Led by Dr. Capecchi, the researchers employed the use of a piece of DNA as a "molecular switch" that produces a fluorescent protein when activated, which occurs only under specific conditions. According to Dr. Sangiorgi, "So far, a stem cell was really looked upon as a sort of General, in charge of all the other cells, but really doing nothing: an undifferentiated cell, but with no specific task other than generating new tissue. Acinar cells, on the other hand, despite being proved stem cells, have a well-defined task in the pancreas. They are like soldiers doing their job, but also capable, when necessary, of taking over the reins of the government."
More precisely, the procedure involves a method known as Bmi1 (the polycomb ring finger oncogene) lineage tracing, through which the scientists demonstrated that the self-renewing pancreatic acinar cell subpopulation is capable of maintaining pancreatic organ homeostasis. As the authors describe in their paper, "A central question in stem cell biology is whether organ homeostasis is maintained in adult organs through undifferentiated stem cells or self-duplication of specialized cell populations. To address this issue in the exocrine pancreas we analyzed the Bmi1-labeled cell lineage of pancreatic acinar cells." As the authors later conclude, "This study suggests that Bmi1 is a marker for a subpopulation of self-renewing acinar cells, indicating that self-renewal is not an exclusive feature of adult undifferentiated stem cells. This cellular behavior is again reminiscent of behavior normally associated with more classical adult stem cells." The scientists also discovered that not all of the cells are continually renewing, the reason apparently being that, "Setting aside cells capable of self-renewal until needed retains the advantage of protecting this subpopulation of cells from DNA damage induced during replication."
While the discovery answers to some degree this "central question in stem cell biology", as to "whether organ homeostasis is maintained in adult organs through undifferentiated stem cells or self-duplication of specialized populations", the discovery also highlights to a certain extent the constantly evolving nature of science. In particular, one aspect of science which continually seems to be an ongoing "work in progress" is the very lexicon itself, which is in a constant process of updating and revision, even in the "classical" definitions of accepted terminology. In this particular case, the difference between the classical understanding of an adult stem cell and the more recent definition of acinar cells as a type of "stem cell", is a matter of pure undifferentiation in the classical case as opposed to some degree of specialized differentiation, with preserved characteristics of self-renewal, in the latter case.
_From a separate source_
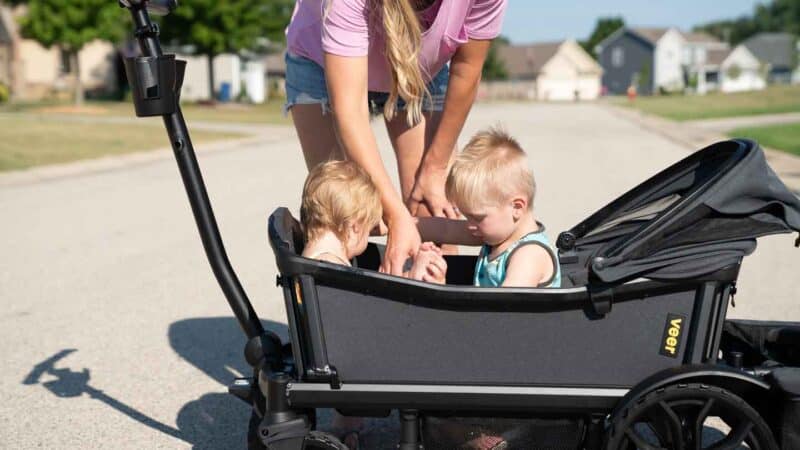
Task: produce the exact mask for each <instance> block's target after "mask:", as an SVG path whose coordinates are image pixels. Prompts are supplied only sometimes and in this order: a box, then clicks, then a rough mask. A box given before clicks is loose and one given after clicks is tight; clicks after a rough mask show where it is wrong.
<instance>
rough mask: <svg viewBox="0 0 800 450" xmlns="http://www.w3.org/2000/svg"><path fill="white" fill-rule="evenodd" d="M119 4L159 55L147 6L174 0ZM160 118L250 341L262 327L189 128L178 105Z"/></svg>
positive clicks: (148, 49) (215, 257) (205, 248)
mask: <svg viewBox="0 0 800 450" xmlns="http://www.w3.org/2000/svg"><path fill="white" fill-rule="evenodd" d="M119 4H120V6H122V7H124V8H127V9H128V10H129V11H130V13H131V16H132V17H133V23H134V24H135V25H136V31H135V35H136V38H137V40H138V41H139V47H140V48H141V50H142V56H145V57H154V56H155V57H157V56H162V55H163V52H162V51H161V44H160V42H159V39H158V27H157V26H155V25H154V24H153V22H151V20H150V15H149V13H148V7H149V8H151V9H152V8H154V7H155V8H156V10H157V11H158V12H162V13H163V12H169V8H168V7H167V6H165V5H173V6H172V7H174V5H176V4H177V2H175V1H174V0H172V1H165V0H158V1H153V0H150V1H148V0H120V1H119ZM159 8H160V9H159ZM162 117H163V119H164V126H165V127H166V129H167V134H168V135H169V139H170V143H171V144H172V149H173V151H174V154H175V159H176V161H177V163H178V169H179V170H180V173H181V178H182V179H183V184H184V186H185V187H186V194H187V195H188V197H189V203H190V204H191V206H192V213H193V214H194V220H195V222H196V223H197V229H198V231H199V232H200V239H201V240H202V241H203V248H204V249H205V251H206V256H207V257H208V262H209V264H210V265H211V269H212V270H213V271H214V275H215V276H216V278H217V282H218V283H219V285H220V287H221V288H222V292H223V293H224V294H225V298H226V299H227V300H228V304H229V305H230V307H231V309H232V310H233V314H234V315H235V316H236V319H237V320H238V321H239V325H240V326H241V327H242V330H243V331H244V333H245V334H246V335H247V337H248V338H249V339H251V340H253V339H254V338H258V337H261V336H262V335H263V334H264V328H263V327H262V326H261V321H260V320H259V319H258V316H257V315H256V313H255V311H254V310H253V305H252V304H251V303H250V300H249V299H248V298H247V294H246V293H245V292H244V289H243V288H242V285H241V283H240V282H239V278H238V277H237V276H236V273H235V272H234V271H233V268H232V267H231V263H230V261H229V260H228V255H227V254H226V253H225V246H224V245H223V243H222V237H221V236H220V233H219V228H218V227H217V221H216V219H215V218H214V212H213V210H212V209H211V202H210V201H209V199H208V192H207V191H206V186H205V183H204V182H203V175H202V173H201V172H200V167H199V166H198V164H197V157H196V156H195V153H194V147H193V146H192V141H191V139H190V138H189V131H188V129H187V128H186V122H185V120H184V118H183V113H182V112H181V108H180V104H178V105H177V107H176V109H175V112H174V113H171V114H164V115H163V116H162Z"/></svg>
Prior to this discovery, acinar cells were merely considered to be pancreatic exocrine cells, known primarily for their ability to release hydrolytic enzymes into the duodenum; now, however, acinar cells may also be considered a type of adult stem cell. All things considered, this is a not-uncommon example of the way in which human definitions that are associated with natural phenomena continually evolve over time, as our understanding of those natural phenomena grows increasingly refined and precise over time - in a somewhat analogous manner to the way in which a mariner who is sailing toward an unknown destination might continually make readjustments to the course, based upon continually changing information about the location of that destination. If or when the destination is ever actually reached, the detailed features of its landscape may prove to be dramatically different from those that were imprecisely seen from a distance.